This study addresses the challenge of early detection of water stress in crops prior to the onset of visible symptoms, aiming to enable precision irrigation. To this end, the authors propose an online detection framework based on electrophysiological time-series signals from tomato plants, uniquely integrating electrophysiological sensing with automated machine learning (AutoML). The approach employs statistical feature extraction, sequential backward selection, and probability calibration to classify plant health status in real time within a 30-minute retrospective window. Evaluated on unseen data, the method achieves 92% accuracy—outperforming deep learning baselines—while substantially reducing the number of features without compromising performance. This work thus provides an effective foundation for biofeedback-driven intelligent irrigation systems.
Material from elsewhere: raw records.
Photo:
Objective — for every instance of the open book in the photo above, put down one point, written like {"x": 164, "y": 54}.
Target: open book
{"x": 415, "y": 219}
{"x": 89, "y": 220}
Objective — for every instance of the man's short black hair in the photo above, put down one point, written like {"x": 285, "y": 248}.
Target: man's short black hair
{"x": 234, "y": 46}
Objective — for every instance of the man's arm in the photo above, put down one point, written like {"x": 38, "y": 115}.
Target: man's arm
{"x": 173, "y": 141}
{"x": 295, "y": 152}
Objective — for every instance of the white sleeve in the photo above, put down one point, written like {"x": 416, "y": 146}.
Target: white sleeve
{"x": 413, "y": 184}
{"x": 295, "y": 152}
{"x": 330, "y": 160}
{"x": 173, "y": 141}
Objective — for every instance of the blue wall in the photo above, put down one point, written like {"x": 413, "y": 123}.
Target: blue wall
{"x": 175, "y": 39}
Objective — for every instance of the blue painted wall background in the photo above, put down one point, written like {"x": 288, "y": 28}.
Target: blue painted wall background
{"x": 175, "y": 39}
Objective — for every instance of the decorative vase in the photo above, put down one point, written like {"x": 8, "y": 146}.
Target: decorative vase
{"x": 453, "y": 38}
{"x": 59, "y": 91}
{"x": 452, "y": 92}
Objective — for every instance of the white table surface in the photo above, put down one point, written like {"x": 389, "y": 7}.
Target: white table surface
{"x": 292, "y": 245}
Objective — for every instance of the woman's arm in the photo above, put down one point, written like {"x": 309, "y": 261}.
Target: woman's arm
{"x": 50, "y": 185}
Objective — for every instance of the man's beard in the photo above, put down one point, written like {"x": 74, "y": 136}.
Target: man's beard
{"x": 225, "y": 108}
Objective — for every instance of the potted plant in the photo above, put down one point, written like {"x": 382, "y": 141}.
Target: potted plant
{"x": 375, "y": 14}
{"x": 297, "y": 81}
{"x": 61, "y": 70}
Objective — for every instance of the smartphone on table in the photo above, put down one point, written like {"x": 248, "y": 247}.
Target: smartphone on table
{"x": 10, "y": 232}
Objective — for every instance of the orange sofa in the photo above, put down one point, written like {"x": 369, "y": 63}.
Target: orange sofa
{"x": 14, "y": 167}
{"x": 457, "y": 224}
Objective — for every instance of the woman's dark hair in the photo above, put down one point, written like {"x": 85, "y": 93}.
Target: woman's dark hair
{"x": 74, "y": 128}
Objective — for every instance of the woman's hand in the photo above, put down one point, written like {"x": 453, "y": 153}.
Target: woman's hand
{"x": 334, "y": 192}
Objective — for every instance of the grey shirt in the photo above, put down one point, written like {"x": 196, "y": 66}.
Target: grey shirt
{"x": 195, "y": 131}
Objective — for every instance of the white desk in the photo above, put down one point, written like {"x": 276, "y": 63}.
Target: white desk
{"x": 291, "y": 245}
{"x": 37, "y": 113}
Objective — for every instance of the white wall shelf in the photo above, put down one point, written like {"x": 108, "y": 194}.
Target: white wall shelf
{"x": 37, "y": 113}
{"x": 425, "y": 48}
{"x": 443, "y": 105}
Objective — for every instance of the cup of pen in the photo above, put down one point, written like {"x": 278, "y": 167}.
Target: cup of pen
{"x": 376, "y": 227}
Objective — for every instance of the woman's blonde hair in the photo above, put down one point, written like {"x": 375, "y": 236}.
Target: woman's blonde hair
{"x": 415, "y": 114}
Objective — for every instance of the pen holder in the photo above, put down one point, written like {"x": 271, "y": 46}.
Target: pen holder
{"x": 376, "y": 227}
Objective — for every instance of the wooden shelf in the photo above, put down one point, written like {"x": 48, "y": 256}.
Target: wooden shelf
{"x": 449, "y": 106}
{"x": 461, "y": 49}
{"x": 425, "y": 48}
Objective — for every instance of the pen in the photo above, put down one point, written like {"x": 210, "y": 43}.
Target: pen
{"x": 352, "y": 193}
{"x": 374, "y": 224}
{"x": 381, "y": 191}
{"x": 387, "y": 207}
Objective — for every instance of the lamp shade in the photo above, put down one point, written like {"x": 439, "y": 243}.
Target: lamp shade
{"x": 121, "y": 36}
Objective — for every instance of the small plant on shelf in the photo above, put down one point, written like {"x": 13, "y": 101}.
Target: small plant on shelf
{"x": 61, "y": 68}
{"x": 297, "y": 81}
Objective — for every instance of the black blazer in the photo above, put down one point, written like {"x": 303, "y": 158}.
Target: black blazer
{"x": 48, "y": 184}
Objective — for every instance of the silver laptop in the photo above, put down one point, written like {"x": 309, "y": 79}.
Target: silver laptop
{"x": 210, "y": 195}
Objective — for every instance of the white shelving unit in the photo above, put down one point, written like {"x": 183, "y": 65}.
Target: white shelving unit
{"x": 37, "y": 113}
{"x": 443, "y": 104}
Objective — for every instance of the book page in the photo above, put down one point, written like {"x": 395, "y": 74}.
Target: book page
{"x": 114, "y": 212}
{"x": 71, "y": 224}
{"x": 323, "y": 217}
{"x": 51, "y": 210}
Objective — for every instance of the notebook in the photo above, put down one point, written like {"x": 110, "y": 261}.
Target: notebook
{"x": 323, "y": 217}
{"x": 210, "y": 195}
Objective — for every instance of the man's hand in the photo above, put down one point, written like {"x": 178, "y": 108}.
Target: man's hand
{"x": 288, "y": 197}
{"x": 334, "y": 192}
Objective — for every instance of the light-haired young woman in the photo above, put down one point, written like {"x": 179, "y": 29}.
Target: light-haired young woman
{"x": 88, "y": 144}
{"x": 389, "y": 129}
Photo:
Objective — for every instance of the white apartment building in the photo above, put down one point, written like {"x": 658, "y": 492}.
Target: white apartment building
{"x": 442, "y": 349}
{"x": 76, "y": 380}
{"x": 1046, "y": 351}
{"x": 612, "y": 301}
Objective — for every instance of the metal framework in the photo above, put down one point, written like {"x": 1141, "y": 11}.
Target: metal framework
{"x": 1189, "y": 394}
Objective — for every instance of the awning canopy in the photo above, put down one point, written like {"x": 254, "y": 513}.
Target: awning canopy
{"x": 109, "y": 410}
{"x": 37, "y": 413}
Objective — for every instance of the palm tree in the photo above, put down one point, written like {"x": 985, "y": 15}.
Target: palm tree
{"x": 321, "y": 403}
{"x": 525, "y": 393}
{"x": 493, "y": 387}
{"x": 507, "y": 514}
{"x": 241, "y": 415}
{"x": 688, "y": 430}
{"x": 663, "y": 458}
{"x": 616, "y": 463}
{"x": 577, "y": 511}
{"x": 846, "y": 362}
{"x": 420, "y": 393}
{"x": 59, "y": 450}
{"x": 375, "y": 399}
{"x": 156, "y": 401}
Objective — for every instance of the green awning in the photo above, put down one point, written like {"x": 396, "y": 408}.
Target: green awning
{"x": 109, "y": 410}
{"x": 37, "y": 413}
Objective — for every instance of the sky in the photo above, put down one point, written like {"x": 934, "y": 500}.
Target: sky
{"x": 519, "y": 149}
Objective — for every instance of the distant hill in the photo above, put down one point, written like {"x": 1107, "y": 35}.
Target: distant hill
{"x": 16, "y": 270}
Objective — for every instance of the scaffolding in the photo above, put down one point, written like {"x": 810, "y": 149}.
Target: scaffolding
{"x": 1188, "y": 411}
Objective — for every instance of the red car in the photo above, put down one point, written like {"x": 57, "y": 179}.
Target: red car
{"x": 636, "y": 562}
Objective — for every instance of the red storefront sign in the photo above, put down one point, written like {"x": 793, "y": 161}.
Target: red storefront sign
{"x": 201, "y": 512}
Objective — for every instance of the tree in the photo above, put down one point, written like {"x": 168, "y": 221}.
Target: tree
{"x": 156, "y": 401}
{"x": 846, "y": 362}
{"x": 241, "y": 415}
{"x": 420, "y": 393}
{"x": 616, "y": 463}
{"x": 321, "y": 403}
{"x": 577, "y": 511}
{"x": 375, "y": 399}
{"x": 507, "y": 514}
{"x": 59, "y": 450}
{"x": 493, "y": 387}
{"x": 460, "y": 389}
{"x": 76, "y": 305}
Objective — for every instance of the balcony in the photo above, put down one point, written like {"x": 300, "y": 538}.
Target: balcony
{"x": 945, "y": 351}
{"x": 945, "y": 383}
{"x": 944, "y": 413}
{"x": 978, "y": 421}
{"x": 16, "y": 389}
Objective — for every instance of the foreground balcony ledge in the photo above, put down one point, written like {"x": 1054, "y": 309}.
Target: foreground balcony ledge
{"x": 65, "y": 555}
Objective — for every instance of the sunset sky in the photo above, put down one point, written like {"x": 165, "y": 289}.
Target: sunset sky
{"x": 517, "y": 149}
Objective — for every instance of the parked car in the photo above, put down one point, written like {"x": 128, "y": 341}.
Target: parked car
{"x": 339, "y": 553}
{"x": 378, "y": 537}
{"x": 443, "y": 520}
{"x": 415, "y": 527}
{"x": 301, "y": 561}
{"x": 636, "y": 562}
Purpose: Fast detection of plant stress is key to plant phenotyping, precision agriculture, and automated crop management. In particular, efficient irrigation management requires early identification of water stress to optimize resource use while maintaining crop performance. Direct physiological sensing offers the potential to detect stress responses before visible symptoms appear. Methods: In this study, we recorded electrophysiological signals from greenhouse-grown tomato plants subjected to water stress and developed a framework based on machine learning for online stress detection. The recorded time-series data were processed using a processing pipeline that includes statistical feature extraction and selection, automated machine learning or alternatively deep learning, and probability calibration. Results: Across multiple input time horizons, we found that a 30-minute look-back window strikes the best balance between rapid decision-making and classification performance. Using automated machine learning, the framework achieved classification accuracies of up to 92%, outperforming deep learning approaches. Sequential backward selection reduced the feature set while maintaining performance. Importantly, the framework detects transitions from healthy to stressed states in recordings that were not included in the training set. Conclusion: Overall, we provide a decision-support tool for farmers and establish a foundation for biofeedback-driven irrigation control to improve resource efficiency in (semi-)autonomous crop production systems.